Like many children, I was scared of thunder storms. Fortunately, I live in England and the weather here is generally as bland as the cuisine; but every now and then those humid, muggy summer’s afternoons would turn into an evening of high drama, and I would lie awake in bed, silently pleading for it all to stop.

One night, my mother came upstairs to calm me down. As lightning flashed outside, she counted slowly under her breath. Then came the boom of thunder. She stopped counting. “Why are you counting?”, I asked. After all, curiosity kills cats, not scared little boys. Only thunder does that. And baths. “Well”, she replied, “if you count the seconds between the lightning and thunder, it tells you how far away the thunder is. Every 5 seconds is roughly a mile.” Lightning flashed again. “Go ahead, count.”

“One milk-in-tea, two milk-in-tea, three milk-in-tea…fifteen milk-in-tea” (just kidding, we also say ‘Mississippi’). Three miles. To a six-year-old, three whole miles is practically the edge of the world. You know, the place where Davy Jones keeps the Kraken and the washing-machine sends socks. I was calm.

The world, however, is not.

What we may be witnessing is…the end of history as such … That is, the end point of mankind’s ideological evolution and the universalization of Western liberal democracy as the final form of human government.

(Francis Fukuyama, ‘The End of History and the Last Man’, P.330)

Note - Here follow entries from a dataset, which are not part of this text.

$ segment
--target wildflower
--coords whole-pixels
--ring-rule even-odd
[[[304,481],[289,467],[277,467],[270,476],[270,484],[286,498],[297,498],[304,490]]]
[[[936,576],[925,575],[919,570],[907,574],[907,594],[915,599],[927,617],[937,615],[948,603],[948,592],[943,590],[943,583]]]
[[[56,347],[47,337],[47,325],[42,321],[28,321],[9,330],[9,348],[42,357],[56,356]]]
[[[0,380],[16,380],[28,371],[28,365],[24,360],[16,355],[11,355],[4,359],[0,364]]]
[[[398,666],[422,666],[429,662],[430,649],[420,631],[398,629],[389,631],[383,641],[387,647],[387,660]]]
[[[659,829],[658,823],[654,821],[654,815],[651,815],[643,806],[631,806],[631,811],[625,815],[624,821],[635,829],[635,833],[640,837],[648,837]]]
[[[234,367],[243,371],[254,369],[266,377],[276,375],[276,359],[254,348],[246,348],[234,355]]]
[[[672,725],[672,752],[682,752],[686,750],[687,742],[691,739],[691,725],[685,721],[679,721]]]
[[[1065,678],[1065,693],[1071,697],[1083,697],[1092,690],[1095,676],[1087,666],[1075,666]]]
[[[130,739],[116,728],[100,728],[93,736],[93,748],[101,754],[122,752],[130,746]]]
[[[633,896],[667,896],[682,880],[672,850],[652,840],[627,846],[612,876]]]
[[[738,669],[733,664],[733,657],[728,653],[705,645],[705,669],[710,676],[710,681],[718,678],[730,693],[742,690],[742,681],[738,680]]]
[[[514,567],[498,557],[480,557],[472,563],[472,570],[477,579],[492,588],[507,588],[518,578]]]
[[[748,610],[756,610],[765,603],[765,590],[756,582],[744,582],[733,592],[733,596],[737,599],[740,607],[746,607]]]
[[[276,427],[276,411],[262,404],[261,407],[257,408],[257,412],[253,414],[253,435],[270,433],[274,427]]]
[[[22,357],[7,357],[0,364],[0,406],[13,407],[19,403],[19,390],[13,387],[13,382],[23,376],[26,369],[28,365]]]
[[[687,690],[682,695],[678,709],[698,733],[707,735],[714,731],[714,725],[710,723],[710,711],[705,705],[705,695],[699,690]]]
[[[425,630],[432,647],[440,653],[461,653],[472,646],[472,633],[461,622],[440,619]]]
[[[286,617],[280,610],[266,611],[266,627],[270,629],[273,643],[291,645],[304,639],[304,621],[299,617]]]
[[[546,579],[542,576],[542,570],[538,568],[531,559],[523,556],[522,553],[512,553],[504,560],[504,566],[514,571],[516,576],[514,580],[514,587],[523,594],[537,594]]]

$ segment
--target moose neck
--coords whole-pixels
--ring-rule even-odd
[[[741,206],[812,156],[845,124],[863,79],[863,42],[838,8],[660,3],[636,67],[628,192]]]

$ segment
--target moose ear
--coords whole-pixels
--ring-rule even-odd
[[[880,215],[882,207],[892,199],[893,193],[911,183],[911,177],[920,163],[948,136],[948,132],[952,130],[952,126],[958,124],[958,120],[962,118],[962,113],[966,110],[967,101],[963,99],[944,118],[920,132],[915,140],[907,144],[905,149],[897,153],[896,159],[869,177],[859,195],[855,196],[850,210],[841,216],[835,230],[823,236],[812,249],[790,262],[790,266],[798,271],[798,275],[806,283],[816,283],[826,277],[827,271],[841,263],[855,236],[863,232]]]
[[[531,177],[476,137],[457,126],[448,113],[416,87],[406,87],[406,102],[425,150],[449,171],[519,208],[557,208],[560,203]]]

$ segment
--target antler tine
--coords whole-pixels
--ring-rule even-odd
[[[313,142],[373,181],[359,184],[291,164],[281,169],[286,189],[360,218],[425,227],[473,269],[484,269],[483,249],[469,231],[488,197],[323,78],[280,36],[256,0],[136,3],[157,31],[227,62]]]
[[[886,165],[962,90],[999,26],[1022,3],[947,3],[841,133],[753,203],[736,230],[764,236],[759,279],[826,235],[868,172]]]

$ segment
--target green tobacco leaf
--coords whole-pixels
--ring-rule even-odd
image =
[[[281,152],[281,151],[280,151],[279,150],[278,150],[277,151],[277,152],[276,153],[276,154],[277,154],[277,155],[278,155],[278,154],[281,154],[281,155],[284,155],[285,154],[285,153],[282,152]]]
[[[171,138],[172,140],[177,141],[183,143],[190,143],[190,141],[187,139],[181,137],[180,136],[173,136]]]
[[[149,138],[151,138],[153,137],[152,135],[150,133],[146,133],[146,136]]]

Events unfolding across the United States sent shock-waves throughout a world barely on the road to recovery from Coronavirus, taking root in every State, spreading to engulf cities across the Western world. The pain is immeasurable and real. As President Trump threatens to invoke the Insurrection Act for the first time in close to three decades, it is high time we notice an emerging pattern:

The peals of thunder are rumbling louder and closer together than ever. The time and distance between each one shrinks as the West’s belief in itself does the same.

Ferguson, Oakland, Bloomington, Baltimore, Charleston, Chicago, Baton Rouge, Dallas, Minneapolis. The storm rages.

Embed from Getty Images

But that’s not all. As the world emerges from the shadow of Coronavirus, blinking in the sunlight of a new chapter in our shared story, Western democracies are frozen at a crossroads of self-doubt. If Fukuyama was right and we stand at the ‘end of history’, I pray to God this isn’t what it looks like. If this really is the ‘final form of human government’, Locke must be turning in his grave.

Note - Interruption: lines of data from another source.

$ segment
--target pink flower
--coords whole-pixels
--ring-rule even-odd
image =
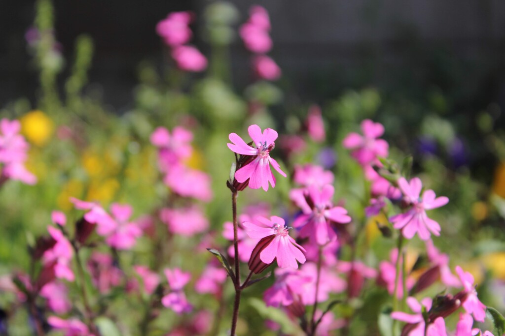
[[[114,203],[111,206],[111,212],[114,224],[108,221],[107,225],[98,222],[96,232],[107,237],[106,241],[109,246],[119,250],[130,249],[135,244],[137,238],[142,235],[142,230],[137,223],[129,221],[132,214],[132,208],[128,205]]]
[[[209,228],[209,220],[194,206],[181,209],[162,209],[160,218],[168,225],[171,232],[186,237],[203,232]]]
[[[277,259],[279,267],[298,268],[298,263],[305,262],[305,256],[302,252],[305,249],[296,243],[289,236],[284,220],[276,216],[269,220],[258,217],[257,223],[244,222],[242,223],[246,232],[253,239],[261,239],[273,236],[272,240],[260,253],[260,259],[266,264],[270,264]]]
[[[42,260],[44,264],[56,261],[55,275],[56,277],[73,281],[75,276],[70,265],[74,255],[72,244],[63,233],[56,228],[48,226],[47,231],[56,243],[52,248],[44,252]]]
[[[47,305],[57,314],[65,314],[72,308],[68,299],[68,289],[59,282],[50,282],[40,290],[40,296],[47,300]]]
[[[242,223],[244,222],[254,222],[256,221],[256,216],[257,216],[264,217],[268,216],[270,214],[270,207],[266,203],[249,206],[244,209],[244,214],[238,216],[237,239],[238,240],[238,258],[241,261],[247,262],[250,258],[251,253],[260,239],[253,239],[249,237]],[[223,236],[228,240],[233,241],[233,223],[226,222],[223,224]],[[231,257],[235,257],[235,248],[233,245],[228,249],[228,254]]]
[[[99,252],[93,252],[88,260],[91,282],[102,294],[109,293],[112,287],[121,283],[123,272],[116,263],[110,255]]]
[[[207,67],[207,59],[190,45],[179,45],[172,51],[172,57],[181,70],[191,72],[203,71]]]
[[[93,336],[87,326],[76,318],[64,320],[58,316],[49,316],[47,323],[57,330],[63,330],[65,336]]]
[[[477,296],[477,291],[474,287],[474,277],[470,272],[465,272],[459,266],[456,266],[458,274],[463,285],[466,295],[461,299],[462,305],[469,314],[473,315],[475,320],[484,322],[486,318],[486,306]]]
[[[192,197],[205,201],[212,198],[211,178],[204,172],[174,165],[168,169],[163,182],[183,197]]]
[[[265,55],[258,55],[252,58],[252,68],[262,79],[275,81],[281,77],[281,69],[274,60]]]
[[[155,130],[150,141],[159,149],[159,165],[162,172],[167,172],[174,165],[179,165],[182,159],[191,156],[192,140],[193,133],[180,126],[174,127],[171,134],[163,127]]]
[[[188,25],[192,15],[189,12],[175,12],[156,25],[156,32],[171,47],[184,44],[191,39],[191,31]]]
[[[166,268],[165,275],[171,291],[162,298],[162,304],[177,314],[190,312],[192,307],[188,302],[182,289],[189,282],[191,274],[180,268]]]
[[[20,129],[21,123],[18,120],[0,120],[0,178],[4,175],[34,184],[37,178],[24,166],[29,146],[23,136],[19,134]]]
[[[272,49],[272,39],[264,29],[246,22],[240,27],[239,33],[245,47],[249,51],[264,54]]]
[[[319,106],[313,105],[310,107],[306,123],[309,136],[311,139],[317,143],[324,141],[326,133],[324,131],[324,122]]]
[[[228,144],[230,150],[242,155],[256,157],[251,162],[235,172],[235,178],[240,183],[249,180],[249,187],[252,189],[263,187],[267,191],[269,182],[272,187],[275,186],[275,177],[270,170],[270,164],[279,174],[286,177],[286,173],[281,170],[279,164],[269,155],[275,147],[274,142],[277,138],[277,132],[272,128],[266,128],[262,133],[258,125],[251,125],[247,130],[256,148],[248,145],[236,133],[230,133],[230,141],[233,143]]]
[[[298,270],[292,268],[277,268],[275,273],[275,282],[263,294],[267,305],[286,307],[300,301],[299,289],[310,283],[311,277],[303,275]]]
[[[307,164],[295,165],[293,179],[295,183],[306,187],[315,185],[322,188],[325,184],[333,184],[335,176],[331,171],[325,170],[321,166]]]
[[[352,157],[362,165],[368,165],[378,157],[387,156],[389,145],[385,141],[377,139],[384,133],[384,126],[367,119],[361,123],[363,135],[349,134],[343,140],[343,146],[352,150]]]
[[[466,334],[467,336],[469,334]],[[443,317],[437,317],[433,323],[428,326],[426,336],[447,336],[445,321]]]
[[[133,270],[142,279],[145,292],[149,295],[154,293],[160,284],[160,276],[142,265],[135,265],[133,266]]]
[[[424,318],[423,317],[422,307],[426,308],[426,311],[431,309],[431,299],[425,298],[421,300],[420,304],[415,298],[409,296],[407,298],[407,305],[412,311],[416,314],[407,314],[402,311],[393,311],[391,313],[391,317],[395,319],[407,322],[408,323],[415,325],[410,329],[409,336],[424,336]]]
[[[195,290],[200,294],[218,294],[221,292],[221,285],[226,281],[228,273],[221,265],[208,265],[196,281]]]
[[[336,234],[330,224],[331,222],[350,222],[347,210],[332,205],[331,199],[334,192],[333,186],[329,184],[323,186],[321,190],[314,186],[308,188],[306,197],[299,199],[300,203],[297,205],[304,213],[293,223],[295,228],[301,227],[300,237],[309,237],[313,243],[323,245],[336,239]]]
[[[411,207],[407,212],[390,219],[393,227],[402,229],[402,234],[408,239],[412,239],[416,233],[423,240],[430,238],[430,231],[435,236],[439,236],[440,225],[428,217],[426,211],[445,205],[449,199],[443,196],[435,198],[435,192],[431,189],[425,190],[422,197],[420,197],[423,185],[418,177],[411,180],[410,184],[401,177],[398,180],[398,184],[403,194],[403,199]]]
[[[400,257],[401,258],[401,256],[400,256]],[[397,258],[398,249],[394,248],[391,250],[391,252],[389,253],[390,261],[381,261],[380,263],[379,264],[379,278],[377,279],[378,282],[381,285],[385,285],[387,289],[388,292],[392,295],[394,295],[393,293],[394,291],[394,281],[396,280],[396,276],[395,264]],[[400,263],[401,263],[401,259]],[[400,273],[398,276],[399,279],[402,279],[402,277],[403,276],[402,273],[403,271],[400,269]],[[409,275],[407,275],[406,282],[408,291],[414,287],[415,280]],[[396,297],[398,298],[401,298],[403,296],[403,287],[402,283],[402,281],[399,280],[396,288]]]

Rewind the clock to the aftermath of the 9/11 atrocities. The day the world entered – numb and confused – the 21st century. Journalists, politicians, and pundits up and down the country were discussing how radical Islam presented the greatest existential threat to Western civilisation as we know it. Religious figures jumped on the bandwagon in their dozens. I lost track of the shiurim I listened to as an impressionable youngster which boldly declared the coming of ‘The End’in a clash of cultures destined to conclude humanity’s eternal struggle with itself as East met West in a fire-and-fury showdown of ideologies. The Messiah, so went the word on the street, would arrive when Iran got the bomb in 2007, if not earlier.

I know, it’s easy to sit here with the gift of costly hindsight and a cheap keyboard and pompously dismiss those false prophets. 2007 came and went. Not peacefully, not quietly. Not in the slightest. Untold suffering unleashed by the wanton, unchecked greed of deregulated free markets. Billions vanished overnight, Lehman Brothers fell, and for the first time in a long time; so did the West’s confidence in itself…from itself.

So began a new era; and we have lurched from one identity crisis to the next as the world’s democracies teeter on the brink of self-destruction.

The rise of far-right parties across Europe marches upward at an alarming pace while the ‘Yellow Vests’ swarm the streets of Paris. Those protests are already on ‘Act 70’, by the way. We need a new script, urgently. Israel has finally managed to cobble together a functioning parliament at third time of asking. The respective premiers of France, Canada, Belgium, Holland, Germany, Italy, Spain and – until recently – the United Kingdom, rely on wafer-thin, barely functioning minority or coalition governments.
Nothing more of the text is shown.